Tim Berners-Lee first proposed the idea for the World Wide Web in nineteen eighty-nine. This was twenty years after Americans developed the first version of what we know as the Internet.

The Internet is a network of networks. It lets millions of computers communicate with each other. The Web is a major part. However, people now often use applications that are not Web-based, like on social networks and mobile devices like the iPhone.

Tim Berners-Lee created the World Wide Web as a way to help people share information. His early work brought the Hypertext Markup Language, or HTML, used to create Web pages. It also gave us the Hypertext Transfer Protocol -- the HTTP before Web addresses.

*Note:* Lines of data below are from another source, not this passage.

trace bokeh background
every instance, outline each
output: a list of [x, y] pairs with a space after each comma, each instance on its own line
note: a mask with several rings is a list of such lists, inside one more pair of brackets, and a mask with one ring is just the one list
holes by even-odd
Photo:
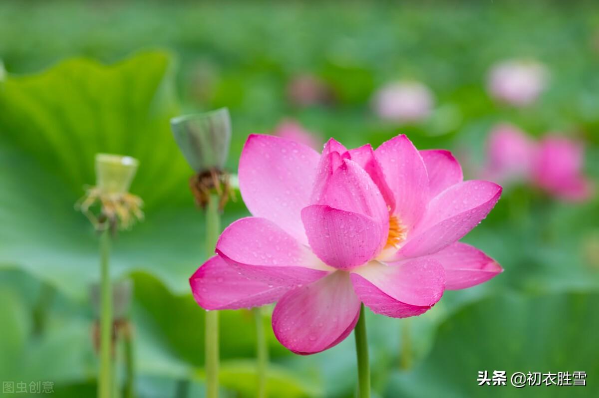
[[[89, 291], [98, 239], [73, 206], [94, 183], [94, 154], [108, 152], [140, 160], [131, 192], [146, 202], [146, 221], [119, 235], [111, 257], [114, 277], [132, 286], [120, 379], [131, 348], [137, 396], [202, 396], [203, 311], [187, 278], [208, 254], [187, 187], [192, 171], [168, 124], [181, 113], [229, 107], [233, 172], [248, 134], [292, 118], [321, 142], [332, 136], [348, 147], [405, 133], [419, 148], [452, 150], [476, 178], [489, 132], [508, 122], [532, 136], [554, 132], [582, 142], [583, 172], [596, 181], [597, 5], [2, 2], [0, 379], [50, 381], [52, 396], [95, 396]], [[494, 100], [486, 88], [489, 68], [513, 58], [542, 62], [550, 76], [524, 107]], [[428, 86], [430, 114], [409, 124], [382, 120], [374, 93], [405, 79]], [[298, 99], [298, 84], [316, 90], [316, 99]], [[223, 224], [247, 214], [238, 195]], [[506, 185], [464, 241], [505, 272], [446, 292], [417, 318], [369, 313], [376, 396], [599, 396], [596, 196], [568, 202], [530, 184]], [[353, 396], [351, 336], [300, 357], [277, 342], [268, 311], [263, 320], [271, 396]], [[222, 312], [222, 396], [253, 396], [254, 337], [250, 312]], [[585, 371], [587, 385], [478, 387], [477, 372], [494, 370]]]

By two thousand eight, Google reported that the number of Web pages had passed one trillion. Steve Bratt says the World Wide Web Foundation wants everyone to be able to use this information.

STEVE BRATT: "Our main purpose is to advance the Web to empower people. It's focusing on the Web not just as a technology, but as one of the most powerful means for connecting people to knowledge and people to each other."

Partnerships with the Web Science Trust and the World Wide Web Consortium aim to create applications that make the Web more user-friendly. Steve Bratt says mobile technology is an important part of that work, as more and more people use their phones to go online.

STEVE BRATT: "One of the challenges we have is to make the Web a lot easier to use even on the simplest and least expensive mobile phones."